Wakil Ketua MPR Ahmad Muzani juga tak sepakat dengan Wiranto. Kalau itu dilakukan, dia khawatir berpotensi terjadi penyalahgunaan kekuasaan. Jadi, Muzani menilai Wiranto sudah keliru dalam menafsirkan sebuah tindak pidana.
"Kalau hoaks digunakan dengan undang-undang lain, itu berpotensi melakukan pelanggaran dan penyalahgunaan kekuasaan. Undang-undang terorisme adalah undang-undang yang dimaksudkan untuk melakukan pencegahan dan pemberantasan terorisme. Bagaimana mungkin undang-undang terorisme akan digunakan misalnya terhadap pencurian," tutur Muzani mencoba memberi perumpamaan.

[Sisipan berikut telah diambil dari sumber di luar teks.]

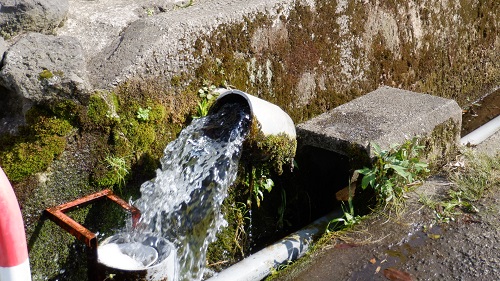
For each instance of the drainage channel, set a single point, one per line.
(259, 265)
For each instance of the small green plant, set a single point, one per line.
(471, 176)
(257, 180)
(207, 95)
(393, 170)
(143, 114)
(118, 167)
(188, 4)
(262, 182)
(349, 219)
(150, 12)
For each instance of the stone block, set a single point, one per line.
(386, 116)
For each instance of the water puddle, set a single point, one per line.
(387, 263)
(183, 203)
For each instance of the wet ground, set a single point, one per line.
(415, 246)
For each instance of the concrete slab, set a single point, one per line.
(385, 116)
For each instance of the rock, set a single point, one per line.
(17, 16)
(41, 68)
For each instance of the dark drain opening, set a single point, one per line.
(310, 193)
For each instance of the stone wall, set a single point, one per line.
(306, 56)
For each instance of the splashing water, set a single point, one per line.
(182, 204)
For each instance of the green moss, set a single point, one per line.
(34, 149)
(45, 74)
(271, 151)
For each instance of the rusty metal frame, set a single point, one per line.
(57, 215)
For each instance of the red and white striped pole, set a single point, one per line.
(14, 262)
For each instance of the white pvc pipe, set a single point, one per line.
(259, 265)
(482, 133)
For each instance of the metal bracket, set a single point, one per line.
(57, 215)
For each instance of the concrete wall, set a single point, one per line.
(310, 56)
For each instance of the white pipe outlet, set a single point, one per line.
(482, 133)
(272, 118)
(259, 265)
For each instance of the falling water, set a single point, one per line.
(183, 203)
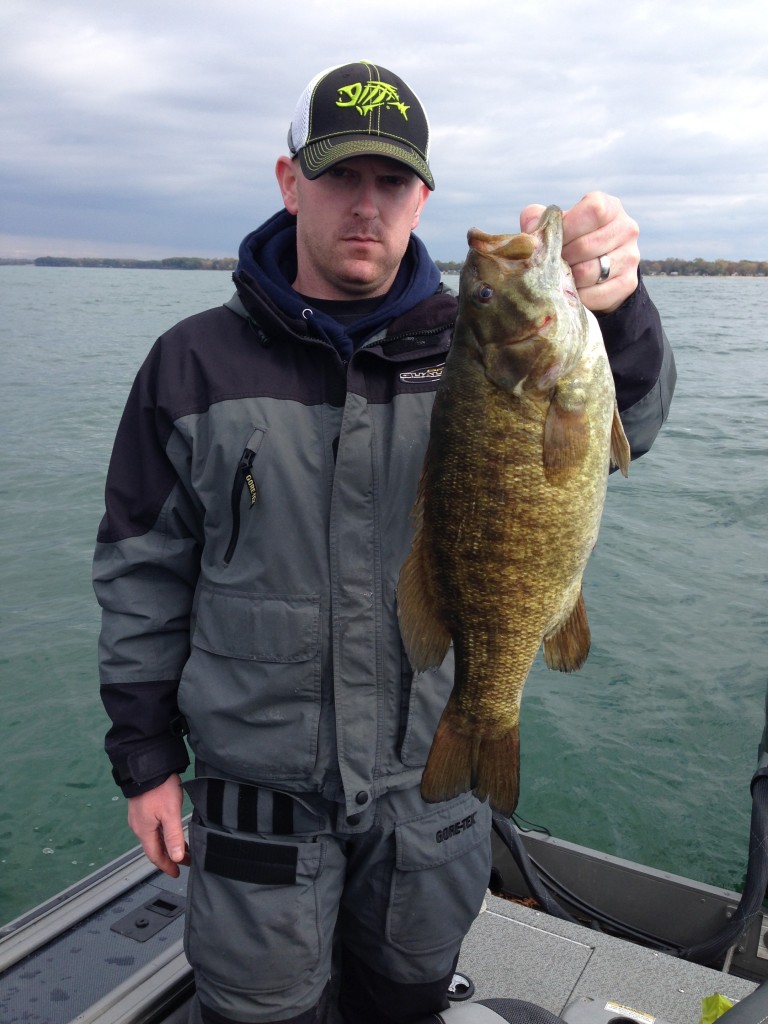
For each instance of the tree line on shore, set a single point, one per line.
(671, 266)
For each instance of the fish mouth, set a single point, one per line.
(510, 247)
(547, 237)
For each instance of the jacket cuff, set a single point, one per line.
(151, 765)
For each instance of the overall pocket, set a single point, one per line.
(442, 868)
(253, 923)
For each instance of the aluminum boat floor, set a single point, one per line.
(513, 951)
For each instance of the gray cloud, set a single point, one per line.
(154, 128)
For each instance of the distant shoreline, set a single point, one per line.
(671, 267)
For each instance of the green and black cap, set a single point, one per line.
(359, 110)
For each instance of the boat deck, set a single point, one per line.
(513, 951)
(110, 951)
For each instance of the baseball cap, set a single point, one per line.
(359, 110)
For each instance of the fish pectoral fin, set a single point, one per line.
(424, 635)
(566, 650)
(566, 437)
(460, 761)
(620, 446)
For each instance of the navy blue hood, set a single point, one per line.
(267, 257)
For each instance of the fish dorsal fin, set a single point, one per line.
(620, 446)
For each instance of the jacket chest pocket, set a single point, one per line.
(245, 493)
(251, 689)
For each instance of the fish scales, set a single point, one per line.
(522, 430)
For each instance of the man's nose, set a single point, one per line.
(366, 204)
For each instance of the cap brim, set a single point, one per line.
(316, 158)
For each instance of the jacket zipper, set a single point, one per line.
(243, 478)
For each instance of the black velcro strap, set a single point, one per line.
(248, 809)
(258, 863)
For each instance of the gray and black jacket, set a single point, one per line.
(257, 515)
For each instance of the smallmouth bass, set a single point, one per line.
(524, 427)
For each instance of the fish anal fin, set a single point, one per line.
(566, 437)
(498, 771)
(620, 446)
(424, 634)
(449, 769)
(566, 649)
(459, 761)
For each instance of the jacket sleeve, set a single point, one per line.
(144, 570)
(643, 368)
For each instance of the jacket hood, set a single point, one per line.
(266, 266)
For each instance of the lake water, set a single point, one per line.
(646, 753)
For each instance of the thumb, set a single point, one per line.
(173, 837)
(530, 216)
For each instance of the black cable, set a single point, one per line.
(548, 891)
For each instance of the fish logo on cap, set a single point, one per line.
(368, 96)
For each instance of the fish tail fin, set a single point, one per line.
(566, 650)
(459, 762)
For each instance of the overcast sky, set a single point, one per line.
(151, 127)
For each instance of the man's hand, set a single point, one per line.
(596, 226)
(156, 818)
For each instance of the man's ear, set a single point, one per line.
(423, 196)
(287, 171)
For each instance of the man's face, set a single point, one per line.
(353, 224)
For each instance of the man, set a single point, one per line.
(257, 516)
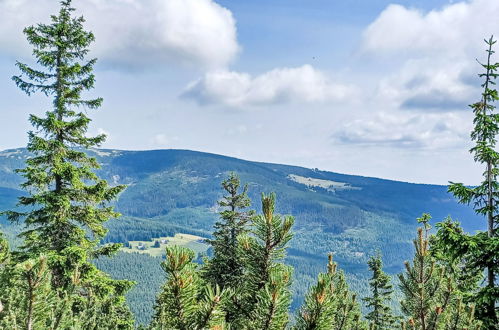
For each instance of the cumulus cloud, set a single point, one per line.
(401, 130)
(431, 86)
(432, 53)
(453, 29)
(137, 33)
(281, 85)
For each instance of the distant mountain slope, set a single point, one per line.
(176, 191)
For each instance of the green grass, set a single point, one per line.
(193, 242)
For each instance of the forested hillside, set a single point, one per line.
(176, 191)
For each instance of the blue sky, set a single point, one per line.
(374, 88)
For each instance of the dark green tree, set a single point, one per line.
(329, 305)
(64, 209)
(263, 296)
(481, 251)
(380, 315)
(186, 301)
(225, 268)
(431, 300)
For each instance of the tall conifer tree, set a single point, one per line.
(186, 302)
(263, 297)
(226, 267)
(329, 304)
(380, 314)
(481, 251)
(65, 201)
(431, 300)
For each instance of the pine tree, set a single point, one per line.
(65, 199)
(480, 251)
(186, 302)
(329, 305)
(263, 297)
(430, 297)
(225, 268)
(380, 315)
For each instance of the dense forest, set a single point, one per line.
(59, 268)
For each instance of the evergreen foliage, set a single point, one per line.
(480, 252)
(64, 209)
(380, 315)
(431, 300)
(186, 302)
(329, 305)
(225, 269)
(263, 297)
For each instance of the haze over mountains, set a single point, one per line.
(176, 191)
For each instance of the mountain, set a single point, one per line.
(176, 191)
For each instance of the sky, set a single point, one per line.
(373, 87)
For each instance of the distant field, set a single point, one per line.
(156, 246)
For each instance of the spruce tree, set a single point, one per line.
(380, 315)
(64, 210)
(329, 304)
(430, 298)
(225, 268)
(186, 301)
(480, 251)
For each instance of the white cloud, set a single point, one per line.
(431, 85)
(432, 54)
(451, 31)
(406, 130)
(281, 85)
(137, 33)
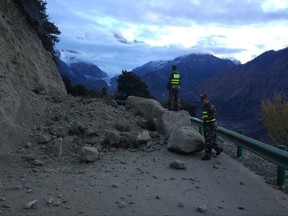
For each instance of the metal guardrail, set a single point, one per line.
(121, 102)
(275, 155)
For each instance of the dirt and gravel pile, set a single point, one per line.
(63, 125)
(25, 65)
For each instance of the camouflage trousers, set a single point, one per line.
(174, 98)
(210, 135)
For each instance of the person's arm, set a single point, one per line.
(212, 111)
(169, 82)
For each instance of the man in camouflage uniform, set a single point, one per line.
(210, 127)
(174, 89)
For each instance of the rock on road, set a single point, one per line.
(146, 185)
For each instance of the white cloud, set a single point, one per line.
(238, 29)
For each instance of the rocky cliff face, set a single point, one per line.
(24, 66)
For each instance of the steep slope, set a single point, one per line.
(195, 69)
(239, 91)
(24, 66)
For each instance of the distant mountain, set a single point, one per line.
(195, 69)
(238, 92)
(83, 73)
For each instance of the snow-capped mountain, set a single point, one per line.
(195, 69)
(72, 66)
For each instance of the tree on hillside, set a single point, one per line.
(35, 13)
(275, 117)
(130, 84)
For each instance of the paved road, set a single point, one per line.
(139, 177)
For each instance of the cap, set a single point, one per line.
(204, 96)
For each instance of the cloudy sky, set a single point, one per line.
(123, 34)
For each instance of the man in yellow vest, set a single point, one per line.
(210, 127)
(174, 89)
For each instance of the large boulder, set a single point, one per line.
(169, 121)
(185, 140)
(145, 107)
(126, 139)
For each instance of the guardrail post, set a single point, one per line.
(201, 130)
(239, 148)
(281, 170)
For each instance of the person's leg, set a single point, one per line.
(208, 135)
(176, 100)
(214, 142)
(170, 102)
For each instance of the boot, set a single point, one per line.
(206, 157)
(219, 151)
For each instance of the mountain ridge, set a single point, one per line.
(195, 69)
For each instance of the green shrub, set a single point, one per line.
(274, 114)
(36, 16)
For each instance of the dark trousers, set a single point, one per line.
(174, 98)
(210, 135)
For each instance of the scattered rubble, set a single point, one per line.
(31, 205)
(88, 154)
(177, 164)
(185, 140)
(202, 208)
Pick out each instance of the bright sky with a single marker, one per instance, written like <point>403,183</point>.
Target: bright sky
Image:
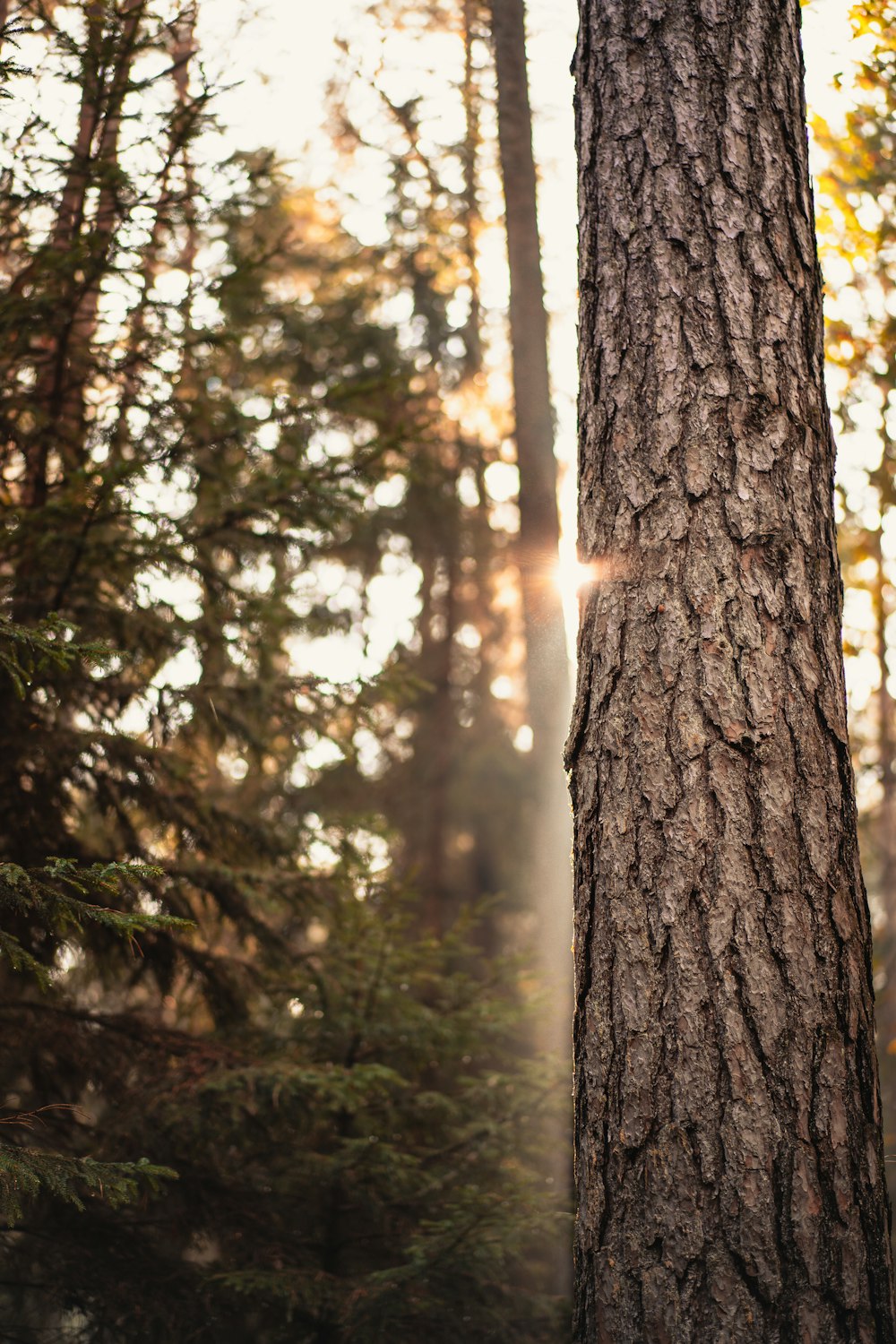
<point>285,53</point>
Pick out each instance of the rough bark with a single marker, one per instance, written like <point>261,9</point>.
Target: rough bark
<point>729,1160</point>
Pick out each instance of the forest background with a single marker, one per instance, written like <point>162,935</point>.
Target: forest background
<point>284,884</point>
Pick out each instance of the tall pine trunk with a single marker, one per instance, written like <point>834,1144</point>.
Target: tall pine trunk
<point>728,1150</point>
<point>547,669</point>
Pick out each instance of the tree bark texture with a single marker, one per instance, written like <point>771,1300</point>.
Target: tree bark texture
<point>729,1160</point>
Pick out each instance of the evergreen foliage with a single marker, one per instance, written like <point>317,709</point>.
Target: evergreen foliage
<point>217,440</point>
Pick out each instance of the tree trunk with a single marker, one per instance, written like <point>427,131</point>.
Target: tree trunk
<point>547,666</point>
<point>729,1160</point>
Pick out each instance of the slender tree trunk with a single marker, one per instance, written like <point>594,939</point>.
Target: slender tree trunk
<point>729,1159</point>
<point>547,666</point>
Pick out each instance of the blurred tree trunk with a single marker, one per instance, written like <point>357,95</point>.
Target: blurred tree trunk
<point>728,1150</point>
<point>547,668</point>
<point>547,664</point>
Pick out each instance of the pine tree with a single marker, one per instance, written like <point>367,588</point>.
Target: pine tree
<point>340,1097</point>
<point>729,1150</point>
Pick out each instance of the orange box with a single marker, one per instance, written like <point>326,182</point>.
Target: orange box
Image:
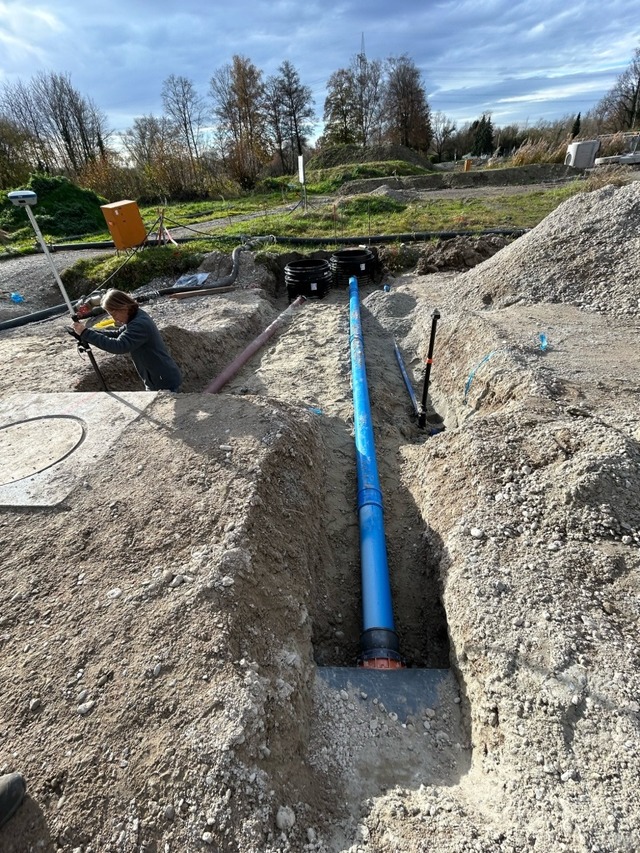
<point>125,224</point>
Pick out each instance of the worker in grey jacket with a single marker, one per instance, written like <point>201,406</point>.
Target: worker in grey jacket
<point>137,335</point>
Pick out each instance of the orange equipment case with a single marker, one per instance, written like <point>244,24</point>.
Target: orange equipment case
<point>125,224</point>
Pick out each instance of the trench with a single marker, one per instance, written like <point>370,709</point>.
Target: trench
<point>308,365</point>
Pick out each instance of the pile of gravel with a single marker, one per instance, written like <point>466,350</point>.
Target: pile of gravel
<point>586,253</point>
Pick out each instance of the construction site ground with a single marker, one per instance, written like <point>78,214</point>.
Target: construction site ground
<point>169,625</point>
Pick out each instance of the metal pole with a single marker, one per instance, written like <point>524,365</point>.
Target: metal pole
<point>49,258</point>
<point>378,642</point>
<point>422,418</point>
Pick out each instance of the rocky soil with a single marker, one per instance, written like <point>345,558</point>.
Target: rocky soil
<point>180,634</point>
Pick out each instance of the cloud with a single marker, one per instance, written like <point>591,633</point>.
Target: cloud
<point>513,59</point>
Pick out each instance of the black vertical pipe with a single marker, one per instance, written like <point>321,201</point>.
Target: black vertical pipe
<point>422,418</point>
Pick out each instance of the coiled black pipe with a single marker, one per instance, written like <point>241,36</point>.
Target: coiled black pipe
<point>360,262</point>
<point>310,277</point>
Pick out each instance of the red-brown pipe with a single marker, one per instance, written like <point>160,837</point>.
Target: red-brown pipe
<point>231,369</point>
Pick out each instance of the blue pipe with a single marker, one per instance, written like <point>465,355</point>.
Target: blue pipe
<point>379,641</point>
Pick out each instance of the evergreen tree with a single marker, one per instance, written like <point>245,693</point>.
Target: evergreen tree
<point>575,127</point>
<point>483,136</point>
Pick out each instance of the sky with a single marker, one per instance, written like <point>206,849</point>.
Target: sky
<point>520,62</point>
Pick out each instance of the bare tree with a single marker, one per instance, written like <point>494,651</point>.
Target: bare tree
<point>406,111</point>
<point>67,131</point>
<point>619,110</point>
<point>157,152</point>
<point>340,117</point>
<point>288,110</point>
<point>14,155</point>
<point>187,111</point>
<point>443,130</point>
<point>368,92</point>
<point>19,106</point>
<point>238,94</point>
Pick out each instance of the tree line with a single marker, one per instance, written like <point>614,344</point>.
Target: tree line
<point>247,126</point>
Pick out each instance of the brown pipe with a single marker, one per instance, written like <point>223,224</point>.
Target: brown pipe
<point>231,369</point>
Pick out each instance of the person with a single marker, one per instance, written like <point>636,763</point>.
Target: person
<point>137,335</point>
<point>12,791</point>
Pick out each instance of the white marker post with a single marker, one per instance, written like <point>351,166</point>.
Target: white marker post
<point>301,178</point>
<point>26,199</point>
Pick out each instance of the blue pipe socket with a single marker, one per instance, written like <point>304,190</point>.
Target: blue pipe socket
<point>379,647</point>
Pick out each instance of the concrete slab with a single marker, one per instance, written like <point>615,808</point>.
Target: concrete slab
<point>49,441</point>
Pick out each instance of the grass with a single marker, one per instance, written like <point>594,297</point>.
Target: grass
<point>369,215</point>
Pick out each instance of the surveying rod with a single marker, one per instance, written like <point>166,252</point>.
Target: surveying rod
<point>26,199</point>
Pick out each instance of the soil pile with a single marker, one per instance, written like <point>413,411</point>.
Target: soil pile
<point>585,253</point>
<point>165,630</point>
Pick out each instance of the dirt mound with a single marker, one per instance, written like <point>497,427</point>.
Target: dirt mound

Dalam penegak hukum tidak bisa semena-mena memperlakukan UU di luar dari koridor dan maksud dari tujuan dibentuknya UU. Apalagi, katanya, tindak pidana terorisme adalah salah satu dari tindakan kejahatan luar biasa. Artinya tidak bisa seseorang dengan mudahnya mendefinisikan tindakan tertentu dengan aksi terorisme.
"Pada saat kami menyusun bersama pemerintah, dimaksudkan untuk menindak mencegah dan memberantas terorisme," ucapnya.
Politisi Partai Gerindra itu sepakat, hoaks adalah ancaman nyata dan bersama. Namun, bukan berarti cara menanggulanginya dengan menerapkan UU tindak pidana lain.
"Kita semua sepakat hoaks adalah ancaman dan hoaks itu selama ini digunakan dengan undang-undang ITE. Jadi jangan merasa tidak mampu menanggulangi hoaks terus kemudian menggunakan undang-undang lain," jelas Muzani.
Penyebaran hoaks harus bisa dibedakan dengan tindakan terorisme. Jika hoaks dikategorikan menyebabkan keresahan, maka sebaiknya dijerat Undang-Undang Informasi dan Transaksi Elektronik (UU ITE). Lagipula, 'senjata' ini juga yang selama ini digunakan penegak hukum.